Well you could put the drive bay into an external case, and then just slip the drives in and out. It'll cut down on your cost of carriers.
See I've moved (and am trying to convince other people too) to move from tapes to hard disks- they're non-linear accessible, they're FAST, and best of all- they're CHEAP. One inconvenient cost is the carrier- you have to have something to hold the drive as you insert it into a bay and that can add cost significantly to the overall backup price.
Unless you get a 'naked' drive carrier like the one I listed in my article- then you just push in the sata drive and copy the data to it.
So you could put that in an eSATA case (assuming you have eSATA on your macbook) and backup your data in that manner.
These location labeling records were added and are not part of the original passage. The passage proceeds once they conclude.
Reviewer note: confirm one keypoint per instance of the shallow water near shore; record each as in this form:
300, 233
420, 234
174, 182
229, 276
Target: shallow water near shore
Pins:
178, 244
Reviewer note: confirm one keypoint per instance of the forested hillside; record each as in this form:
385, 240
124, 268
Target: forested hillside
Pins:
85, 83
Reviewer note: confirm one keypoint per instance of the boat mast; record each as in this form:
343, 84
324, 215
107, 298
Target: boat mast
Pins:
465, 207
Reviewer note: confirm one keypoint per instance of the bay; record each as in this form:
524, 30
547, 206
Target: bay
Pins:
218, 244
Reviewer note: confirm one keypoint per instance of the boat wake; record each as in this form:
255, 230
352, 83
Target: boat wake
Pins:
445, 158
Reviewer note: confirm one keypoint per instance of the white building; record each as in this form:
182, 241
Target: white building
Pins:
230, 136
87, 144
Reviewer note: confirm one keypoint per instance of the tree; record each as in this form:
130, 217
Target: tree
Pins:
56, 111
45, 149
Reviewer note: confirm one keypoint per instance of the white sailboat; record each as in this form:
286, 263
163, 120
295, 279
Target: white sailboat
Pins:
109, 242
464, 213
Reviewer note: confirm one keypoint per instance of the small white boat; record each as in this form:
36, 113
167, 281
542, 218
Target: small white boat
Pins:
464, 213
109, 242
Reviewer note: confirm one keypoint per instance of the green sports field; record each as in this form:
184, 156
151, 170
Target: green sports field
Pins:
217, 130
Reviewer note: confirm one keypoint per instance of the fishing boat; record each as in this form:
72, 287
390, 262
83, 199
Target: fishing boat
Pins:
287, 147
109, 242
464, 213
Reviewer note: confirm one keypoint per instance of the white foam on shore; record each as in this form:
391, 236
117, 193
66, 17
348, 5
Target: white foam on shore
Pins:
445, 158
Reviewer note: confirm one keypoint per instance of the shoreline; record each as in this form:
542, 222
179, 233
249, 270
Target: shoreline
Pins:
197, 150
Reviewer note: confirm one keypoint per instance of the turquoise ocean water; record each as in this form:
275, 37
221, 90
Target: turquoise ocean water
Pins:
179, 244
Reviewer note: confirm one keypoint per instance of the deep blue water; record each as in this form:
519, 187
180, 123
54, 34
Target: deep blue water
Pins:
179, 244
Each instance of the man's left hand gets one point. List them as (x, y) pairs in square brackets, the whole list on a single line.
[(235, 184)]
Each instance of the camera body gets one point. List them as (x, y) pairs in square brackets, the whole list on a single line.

If you don't have eSATA then I understand why you want firewire, but having used firewire (I have 6x controllers for external bays here) I would dissuade you from it- it's not a 'secure' system and can sometimes corrupt data without you knowing it.
I'm sure you've been over this before but just how much data do you need to reliably back up every evening- and how much of that changes on a regular basis?
purduephotog wrote:
See I've moved (and am trying to convince other people too) to move from tapes to hard disks- they're non-linear accessible, they're FAST, and best of all- they're CHEAP.
...
I'm sure you've been over this before but just how much data do you need to reliably back up every evening- and how much of that changes on a regular basis?
Would you mind describing your backup details - what you backup, how much data, how long, and what you aim to protect against.
This approach is intriguing to me, but I wonder if I should just buy an external multi-bay case (been looking at the AMS cases) and run with that. I will be using an esata express 34 card with my macbook pro. One requirement is that I prefer to have a port multiplier so that I have one connection to my laptop.
My back up needs/desired process is this.
On the laptop, I keep my working files (160GB HD); back that up daily to one drive. My photo archive would sit on one of the external 500GB hard drives (right now I have 250Gigs of archive photos...some of that I will be working through to toss images that I should never have saved in teh first place..all originals shot on a project). I would run a back up to a second 500GB drive. I would run that back up only when I have made changes somehow to the current archive (a couple of times/week). At somepoint, i want to be taking a back up drive off site...just in case the worst happens and my house burns down.
I'm developing my photography biz in addition to my day job. Right now we're not talking about GIGS of data every week (hopefully that will change).